[LAD] Just an information about the state of affairs - Re: forking (was Re: Aeolus)

Fons Adriaensen fons at linuxaudio.org
Mon Sep 23 16:51:59 UTC 2013


On Sun, Sep 22, 2013 at 02:18:58AM -0400, Tim E. Real wrote:
 
> Yikes! I had no idea that old 2006 page was there.
> I could not figure out how to get to it from our pages.
> But typing Aeolus into Google, lo and behold - there's /our/ page
>  at the very top of the Google results. 
> I've CC'd just to see what Robert and Joachim think.

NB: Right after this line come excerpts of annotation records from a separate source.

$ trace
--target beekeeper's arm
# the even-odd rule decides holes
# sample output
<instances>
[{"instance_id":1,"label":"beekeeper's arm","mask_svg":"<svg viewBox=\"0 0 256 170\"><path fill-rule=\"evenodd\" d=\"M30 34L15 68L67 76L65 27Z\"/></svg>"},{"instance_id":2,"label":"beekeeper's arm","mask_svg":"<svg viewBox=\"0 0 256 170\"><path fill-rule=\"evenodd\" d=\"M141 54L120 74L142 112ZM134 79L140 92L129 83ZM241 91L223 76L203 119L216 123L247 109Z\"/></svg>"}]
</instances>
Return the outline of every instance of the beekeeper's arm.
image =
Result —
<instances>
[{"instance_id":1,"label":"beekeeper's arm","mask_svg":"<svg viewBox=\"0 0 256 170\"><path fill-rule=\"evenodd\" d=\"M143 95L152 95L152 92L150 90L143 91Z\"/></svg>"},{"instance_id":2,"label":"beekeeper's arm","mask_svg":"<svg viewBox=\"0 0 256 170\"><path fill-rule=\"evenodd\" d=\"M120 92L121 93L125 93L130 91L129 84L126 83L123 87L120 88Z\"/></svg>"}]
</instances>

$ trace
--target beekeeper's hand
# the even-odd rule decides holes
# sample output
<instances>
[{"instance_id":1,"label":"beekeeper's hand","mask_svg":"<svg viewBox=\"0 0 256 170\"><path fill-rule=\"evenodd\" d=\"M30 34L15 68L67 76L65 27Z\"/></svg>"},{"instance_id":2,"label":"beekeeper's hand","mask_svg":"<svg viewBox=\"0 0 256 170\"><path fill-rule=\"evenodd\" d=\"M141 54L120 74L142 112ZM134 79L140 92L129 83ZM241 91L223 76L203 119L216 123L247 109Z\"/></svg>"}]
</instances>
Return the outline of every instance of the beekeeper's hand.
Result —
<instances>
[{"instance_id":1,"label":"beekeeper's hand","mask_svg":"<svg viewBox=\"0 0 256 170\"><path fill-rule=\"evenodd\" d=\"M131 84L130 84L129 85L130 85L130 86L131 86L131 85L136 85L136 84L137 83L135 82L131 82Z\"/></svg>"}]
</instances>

Please explain why musescore refers to a webpage that was closed six
years ago (when I moved to Italy), while the code that is on github
is of more recent date and can't have come from that site. Do you
want to create the impression that Aeolus is no longer maintained ?

> Anyway, question:
> How hard would it be to make Aeolus available as a plugin like DSSI, 
>  LV2 or LinuxVST, or... WinVST?

That is not going to happen. There is no reason why Aeolus should be
a plugin, functionally it is perfectly usable on its own and it doesn't
need anything hosting it. You could as well ask for Ardour3 as a plugin.

If you want to use Aeolus to render your scores, all you need to do
is send the midi data. I assume that musescore can send midi to
external (hardware) synths ? Then it can do the same with Aeolus.

> Plugins are preferred over external apps - no added latency.

That is a bogus argument. Aeolus actually *adds* latency (configurable
per stop, to emulate distance). And a score player can easily compensate
for any unwanted latency, just send the midi data a configurable time
ahead.

> When no plugin is available, one resorts to quickly hacking up an 
>  embedded version of some cool app. It tends to grow from there.

Moving a bunch of non-trivial apps into a single process is technically
a very dubious approach. Nor is it necessary. It's trivially easy to
launch on app from another, make the necessary connections, and send
the commands to setup the external app as you want. If anything is
missing to make that work, it could be added.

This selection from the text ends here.